Josh Barkey
screenwriter to watch
Bio:
Josh Barkey grew up paddling a dugout canoe around the Amazon Basin, fishing for piranhas. Then he moved to Canada and bought himself an English degree by hand-planting hundreds of thousands of baby trees in the wilds of British Columbia. Now he spends his days rearranging words in a snug, ivy-wrapped home in North Carolina, where he lives with his wife and nine-year-old son.
How did you break in?
I wrote my first short for director Austin Herring, who produced it at the end of 2010. I thought, “Wow, this is easy: I bang out a script and then a movie gets made.” I started writing features and quickly learned how naïve that was. I kept at it, though, and with each new script the feedback got better. So I guess my story’s the same as anyone’s: hard work over time, and then a lot of luck.
What’s the biggest lesson you’ve learned?
Two of my hardest-won lessons are to love the process and to make my own weather.
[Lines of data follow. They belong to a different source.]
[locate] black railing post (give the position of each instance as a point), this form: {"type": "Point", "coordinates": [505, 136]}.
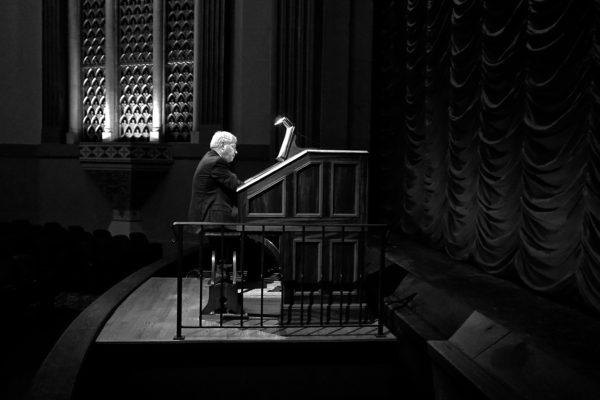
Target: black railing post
{"type": "Point", "coordinates": [242, 264]}
{"type": "Point", "coordinates": [222, 301]}
{"type": "Point", "coordinates": [304, 257]}
{"type": "Point", "coordinates": [380, 284]}
{"type": "Point", "coordinates": [342, 276]}
{"type": "Point", "coordinates": [262, 276]}
{"type": "Point", "coordinates": [282, 274]}
{"type": "Point", "coordinates": [322, 284]}
{"type": "Point", "coordinates": [201, 267]}
{"type": "Point", "coordinates": [178, 335]}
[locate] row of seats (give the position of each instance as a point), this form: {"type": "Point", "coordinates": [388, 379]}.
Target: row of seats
{"type": "Point", "coordinates": [39, 261]}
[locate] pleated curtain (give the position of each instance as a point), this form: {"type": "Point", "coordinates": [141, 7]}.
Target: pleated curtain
{"type": "Point", "coordinates": [499, 139]}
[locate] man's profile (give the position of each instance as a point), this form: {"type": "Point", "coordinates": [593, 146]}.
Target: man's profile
{"type": "Point", "coordinates": [214, 183]}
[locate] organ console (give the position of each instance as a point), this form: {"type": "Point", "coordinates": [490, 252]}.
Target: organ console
{"type": "Point", "coordinates": [311, 186]}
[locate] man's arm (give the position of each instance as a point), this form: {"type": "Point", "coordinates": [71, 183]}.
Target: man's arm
{"type": "Point", "coordinates": [222, 173]}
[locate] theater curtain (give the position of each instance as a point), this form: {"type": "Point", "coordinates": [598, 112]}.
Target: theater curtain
{"type": "Point", "coordinates": [500, 129]}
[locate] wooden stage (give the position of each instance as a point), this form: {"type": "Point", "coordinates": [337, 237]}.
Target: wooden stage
{"type": "Point", "coordinates": [149, 315]}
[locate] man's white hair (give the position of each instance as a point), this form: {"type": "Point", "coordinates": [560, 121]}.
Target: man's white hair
{"type": "Point", "coordinates": [221, 138]}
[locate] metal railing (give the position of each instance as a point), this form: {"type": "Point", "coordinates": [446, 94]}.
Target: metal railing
{"type": "Point", "coordinates": [315, 290]}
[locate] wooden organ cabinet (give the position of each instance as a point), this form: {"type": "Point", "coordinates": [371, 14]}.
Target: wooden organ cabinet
{"type": "Point", "coordinates": [312, 188]}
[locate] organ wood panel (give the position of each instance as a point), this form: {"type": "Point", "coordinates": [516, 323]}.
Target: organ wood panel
{"type": "Point", "coordinates": [313, 186]}
{"type": "Point", "coordinates": [324, 186]}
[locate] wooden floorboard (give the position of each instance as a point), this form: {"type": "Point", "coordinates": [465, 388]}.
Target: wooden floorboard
{"type": "Point", "coordinates": [149, 315]}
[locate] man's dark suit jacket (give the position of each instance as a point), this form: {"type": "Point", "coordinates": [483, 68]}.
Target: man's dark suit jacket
{"type": "Point", "coordinates": [213, 190]}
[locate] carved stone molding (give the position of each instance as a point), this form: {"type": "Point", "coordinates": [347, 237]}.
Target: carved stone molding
{"type": "Point", "coordinates": [127, 174]}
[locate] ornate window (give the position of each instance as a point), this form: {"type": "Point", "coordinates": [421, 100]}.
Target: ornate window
{"type": "Point", "coordinates": [138, 63]}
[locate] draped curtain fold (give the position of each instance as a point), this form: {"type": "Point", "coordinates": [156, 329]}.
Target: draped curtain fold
{"type": "Point", "coordinates": [501, 134]}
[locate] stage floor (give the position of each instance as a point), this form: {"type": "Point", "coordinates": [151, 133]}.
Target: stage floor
{"type": "Point", "coordinates": [149, 315]}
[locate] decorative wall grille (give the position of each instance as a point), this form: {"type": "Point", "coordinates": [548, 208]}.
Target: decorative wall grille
{"type": "Point", "coordinates": [135, 65]}
{"type": "Point", "coordinates": [93, 83]}
{"type": "Point", "coordinates": [179, 70]}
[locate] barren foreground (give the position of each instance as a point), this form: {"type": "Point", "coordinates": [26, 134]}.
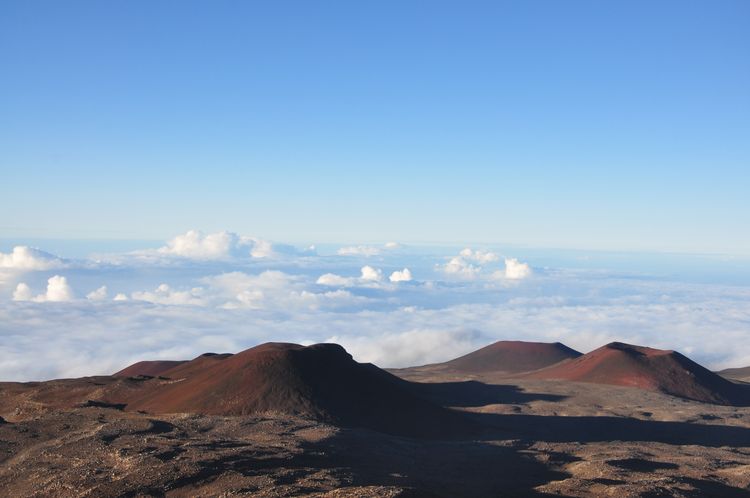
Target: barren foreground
{"type": "Point", "coordinates": [537, 438]}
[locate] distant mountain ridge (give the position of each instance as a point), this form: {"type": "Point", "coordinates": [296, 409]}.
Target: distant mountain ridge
{"type": "Point", "coordinates": [646, 368]}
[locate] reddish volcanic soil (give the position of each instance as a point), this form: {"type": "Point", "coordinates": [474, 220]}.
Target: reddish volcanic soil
{"type": "Point", "coordinates": [321, 381]}
{"type": "Point", "coordinates": [151, 368]}
{"type": "Point", "coordinates": [646, 368]}
{"type": "Point", "coordinates": [509, 357]}
{"type": "Point", "coordinates": [287, 420]}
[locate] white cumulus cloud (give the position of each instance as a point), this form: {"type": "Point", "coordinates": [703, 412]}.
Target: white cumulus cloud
{"type": "Point", "coordinates": [515, 270]}
{"type": "Point", "coordinates": [371, 274]}
{"type": "Point", "coordinates": [164, 294]}
{"type": "Point", "coordinates": [29, 258]}
{"type": "Point", "coordinates": [359, 251]}
{"type": "Point", "coordinates": [99, 294]}
{"type": "Point", "coordinates": [58, 290]}
{"type": "Point", "coordinates": [22, 292]}
{"type": "Point", "coordinates": [400, 276]}
{"type": "Point", "coordinates": [368, 276]}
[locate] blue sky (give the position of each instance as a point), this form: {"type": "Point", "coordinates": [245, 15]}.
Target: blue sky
{"type": "Point", "coordinates": [611, 125]}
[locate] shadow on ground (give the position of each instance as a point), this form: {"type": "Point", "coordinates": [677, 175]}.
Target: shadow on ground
{"type": "Point", "coordinates": [474, 393]}
{"type": "Point", "coordinates": [593, 429]}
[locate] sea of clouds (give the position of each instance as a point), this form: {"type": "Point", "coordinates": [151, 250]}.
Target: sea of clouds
{"type": "Point", "coordinates": [389, 304]}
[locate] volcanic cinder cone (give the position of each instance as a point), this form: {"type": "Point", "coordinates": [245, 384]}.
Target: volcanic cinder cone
{"type": "Point", "coordinates": [321, 381]}
{"type": "Point", "coordinates": [510, 357]}
{"type": "Point", "coordinates": [652, 369]}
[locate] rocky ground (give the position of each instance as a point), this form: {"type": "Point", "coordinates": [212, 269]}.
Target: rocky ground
{"type": "Point", "coordinates": [539, 438]}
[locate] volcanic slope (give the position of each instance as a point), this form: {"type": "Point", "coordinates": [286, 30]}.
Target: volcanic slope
{"type": "Point", "coordinates": [150, 368]}
{"type": "Point", "coordinates": [652, 369]}
{"type": "Point", "coordinates": [321, 381]}
{"type": "Point", "coordinates": [742, 374]}
{"type": "Point", "coordinates": [508, 357]}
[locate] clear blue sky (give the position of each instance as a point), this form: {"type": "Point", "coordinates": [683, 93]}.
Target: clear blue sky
{"type": "Point", "coordinates": [619, 125]}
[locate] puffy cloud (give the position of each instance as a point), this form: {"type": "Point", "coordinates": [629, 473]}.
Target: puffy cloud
{"type": "Point", "coordinates": [368, 276]}
{"type": "Point", "coordinates": [371, 274]}
{"type": "Point", "coordinates": [470, 264]}
{"type": "Point", "coordinates": [459, 267]}
{"type": "Point", "coordinates": [400, 276]}
{"type": "Point", "coordinates": [164, 294]}
{"type": "Point", "coordinates": [57, 290]}
{"type": "Point", "coordinates": [29, 258]}
{"type": "Point", "coordinates": [411, 347]}
{"type": "Point", "coordinates": [99, 294]}
{"type": "Point", "coordinates": [515, 270]}
{"type": "Point", "coordinates": [22, 292]}
{"type": "Point", "coordinates": [272, 289]}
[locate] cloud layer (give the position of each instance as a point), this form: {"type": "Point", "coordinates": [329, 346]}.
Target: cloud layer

Even if I’m not the smartest, hippest, or most-connected writer, if I work hard enough with like-minded creatives, the excruciating joy of the process can be its own reward (he repeated to himself, again and again).
What has been your hardest scene to write?
The hardest project is always the one I’m writing next. The first was terrifying because it was the first. The second, because it was the second. Et cetera. If I’m doing it right, each new screenplay is completely uncharted territory… and that’s terrifying.
I get through it by putting my butt in my chair and smashing my forehead against the keyboard until a screenplay comes out. Rewriting is also super hard, because it demands such painful self-honesty. But the terror is gone at that point and what’s left is just regular old torture. As the Dread Pirate Roberts so famously said, “I can cope with torture.”
Turning Point:
I’m guessing the most dramatic turning point will prove to have been the election of a dangerous, petulant man-baby to our country’s highest office. It’s certainly shifted my perspective and my writing. And once he-who-shall-not-be-named starts his official purge, well… it’s been nice knowin’ ya.
For now, though, I’d say my script MARLENE THE DIVINE has opened a lot of doors. In 2016 it did well in the AFF contest, where it was noticed by the inestimable John Zaozirny, who is now my manager. The script was also a Nicholl finalist, won the Page contest for comedy, and got me selected for a Sundance Screenwriters Intensive. All of which has led to some great new connections.
What are you working on right now?
As a producer I’m pestering director Austin Herring about finishing our first feature, and helping to put together a proof-of-concept short I wrote for director Ben Joyner. Writing-wise, I’m talking to producers about my next project, while banging my forehead against the keyboard for commercial director Don Broida’s first narrative feature.
What are your favorite movies?
The first movies I deeply loved were THE BLACK STALLION and THE PRINCESS BRIDE. Most recently, MANCHESTER BY THE SEA and Mark Duplass’s BLUE JAY.
Who are your favorite screenwriters?
Anyone whose script makes me laugh, cry, and/or wish I’d written it.
What is your most memorable AFF moment?
In 2016, my script MARLENE THE DIVINE was selected for a live read at the festival.
I love working with actors, so casting them and rehearsing together was fantastic. But the highlight was the read itself. The cast absolutely killed it. They weren’t just reading, they were performing the story—living it. And the audience responded. They laughed all the way through… until the script got serious. Then everybody grew quiet. There was a palpable heaviness in the room, and some of the audience members had tears running down their faces.
Like all writers, I deal with a lot of rejection, so that live read was a welcome confirmation that something I’d written really did work as intended. It’s given me confidence that if the script finds a good home, MARLENE THE DIVINE can be a film with real impact.